The Old Family
and how we got here
Like her husband, Catherine was born in Tanderagee and married in Lurgan before having a family with births both in Ireland and Scotland. Her surname was Kearney and her parents were Henry Kearney and Ellen Holmes, according to the Mormons database, although I haven't seen proof of this.
The surname Kearney is the equivalent of the Scottish Cairney so this is how the family name was written in Scotland. They wouldn't argue as they couldn't read or write, going by the x marks on the registers. Her son Patrick could at least sign his name and was possibly a beneficiary of a good Scots education.
Little is known of Catherine until 1871, the first census with the family in Scotland. They were living in Holygate in Broxburn and Catherine was a housekeeper as well as a mother of four. Whether the housekeeping was at another house or whether having two Irish labourers living with them made her a housekeeper of her own home, I'm not sure. Ten years later there were seven children with her and no boarders but a year later she had no husband as he died over in Kinghorn in, to us, mysterious circumstances.

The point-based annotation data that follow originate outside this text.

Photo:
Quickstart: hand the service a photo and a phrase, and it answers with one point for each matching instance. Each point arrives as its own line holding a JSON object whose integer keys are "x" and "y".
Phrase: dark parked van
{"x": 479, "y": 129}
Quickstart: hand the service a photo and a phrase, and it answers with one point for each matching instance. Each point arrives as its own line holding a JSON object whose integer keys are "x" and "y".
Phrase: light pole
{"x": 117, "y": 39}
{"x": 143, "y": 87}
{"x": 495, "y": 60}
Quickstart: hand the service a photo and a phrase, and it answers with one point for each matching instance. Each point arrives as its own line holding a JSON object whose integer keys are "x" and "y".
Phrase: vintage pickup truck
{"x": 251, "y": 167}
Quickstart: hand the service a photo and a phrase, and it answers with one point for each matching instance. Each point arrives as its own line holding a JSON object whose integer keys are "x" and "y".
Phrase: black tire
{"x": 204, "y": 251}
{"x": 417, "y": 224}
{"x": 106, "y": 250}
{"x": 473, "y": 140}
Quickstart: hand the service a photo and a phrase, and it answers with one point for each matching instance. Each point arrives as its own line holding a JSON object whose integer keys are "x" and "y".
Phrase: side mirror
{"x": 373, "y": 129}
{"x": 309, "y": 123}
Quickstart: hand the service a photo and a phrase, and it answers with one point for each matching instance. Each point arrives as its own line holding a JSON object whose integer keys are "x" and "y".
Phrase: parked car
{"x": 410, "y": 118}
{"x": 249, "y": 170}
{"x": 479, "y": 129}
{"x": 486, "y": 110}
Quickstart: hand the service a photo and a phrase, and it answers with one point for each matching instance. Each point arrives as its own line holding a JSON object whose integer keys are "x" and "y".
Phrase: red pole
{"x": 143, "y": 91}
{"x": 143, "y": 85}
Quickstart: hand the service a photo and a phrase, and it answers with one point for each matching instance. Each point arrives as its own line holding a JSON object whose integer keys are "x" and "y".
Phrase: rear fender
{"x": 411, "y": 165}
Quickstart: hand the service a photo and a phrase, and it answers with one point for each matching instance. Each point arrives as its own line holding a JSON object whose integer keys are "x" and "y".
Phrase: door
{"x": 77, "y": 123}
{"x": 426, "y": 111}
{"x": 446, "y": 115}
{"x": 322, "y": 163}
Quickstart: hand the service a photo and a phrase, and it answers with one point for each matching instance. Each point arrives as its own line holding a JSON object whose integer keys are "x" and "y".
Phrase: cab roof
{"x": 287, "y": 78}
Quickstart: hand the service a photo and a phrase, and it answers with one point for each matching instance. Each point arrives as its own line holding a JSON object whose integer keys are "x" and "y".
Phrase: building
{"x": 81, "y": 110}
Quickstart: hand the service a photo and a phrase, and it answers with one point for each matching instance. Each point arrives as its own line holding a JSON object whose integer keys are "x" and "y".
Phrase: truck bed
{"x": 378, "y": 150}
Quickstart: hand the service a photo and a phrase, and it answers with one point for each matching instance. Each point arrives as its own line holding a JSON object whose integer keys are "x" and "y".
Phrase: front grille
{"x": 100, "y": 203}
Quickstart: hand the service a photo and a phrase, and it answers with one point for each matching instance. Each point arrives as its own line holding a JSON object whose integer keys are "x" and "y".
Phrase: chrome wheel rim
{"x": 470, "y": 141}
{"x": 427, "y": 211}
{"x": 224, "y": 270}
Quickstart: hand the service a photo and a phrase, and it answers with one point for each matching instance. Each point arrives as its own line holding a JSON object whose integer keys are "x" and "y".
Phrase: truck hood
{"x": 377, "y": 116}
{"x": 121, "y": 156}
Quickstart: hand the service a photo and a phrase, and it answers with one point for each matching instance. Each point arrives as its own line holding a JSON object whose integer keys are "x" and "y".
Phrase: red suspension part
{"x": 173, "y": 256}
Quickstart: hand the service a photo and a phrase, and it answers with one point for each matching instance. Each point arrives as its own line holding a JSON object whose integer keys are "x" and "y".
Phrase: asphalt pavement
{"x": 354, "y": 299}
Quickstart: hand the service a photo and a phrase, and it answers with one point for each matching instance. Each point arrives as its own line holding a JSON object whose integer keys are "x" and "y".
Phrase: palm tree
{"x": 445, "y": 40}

That left her with seven children aged 16 or under. Her eldest son had left home to work but, as he never married and he was back in the house along with his mother and younger siblings by the next census, you get the feeling he stepped in to be the substitute Dad. One of the sons was Barnerd and that is definitely how it was spelt in the ledger. If you adopt a broad Ulster accent and say Bernard you can see how the census enumerator could think that was how it was spelt.
Having been in Airdrie, Broxburn/Uphall, East and West Calder and Bathgate she continued to move round and Philpstoun, Craigton and Bridgend were next, all with eldest son Patrick. Even in the last two censuses, when she was over sixty she was noted as being a housekeeper. An ordinary housewife wouldn't usually be noted as such so it seems she still was working at an advanced age. The Bridgend address intrigued me as Auldhill Entry is a street of houses which are definitely not a hundred years old. They are part of the planned village of the 1930s. I can only surmise that the original Bridgend Rows were known as Auldhill Entry at the time of the census. Then again, given that the enumerator had Bridgend as a part of Carriden maybe we shouldn't look too deeply at anything else in the data.
At her death, her father, whose first name wasn't known, was marked as an Oilworks Labourer. This suggested that her parents had come over from Ireland as well but I'm afraid there is no tangible sign of them.
Catherine was the first in a line of three Catherine Kellys. She became one when she married Hugh Kelly, her daughter was born with the name and by dint of the illegicimacy so was the next one.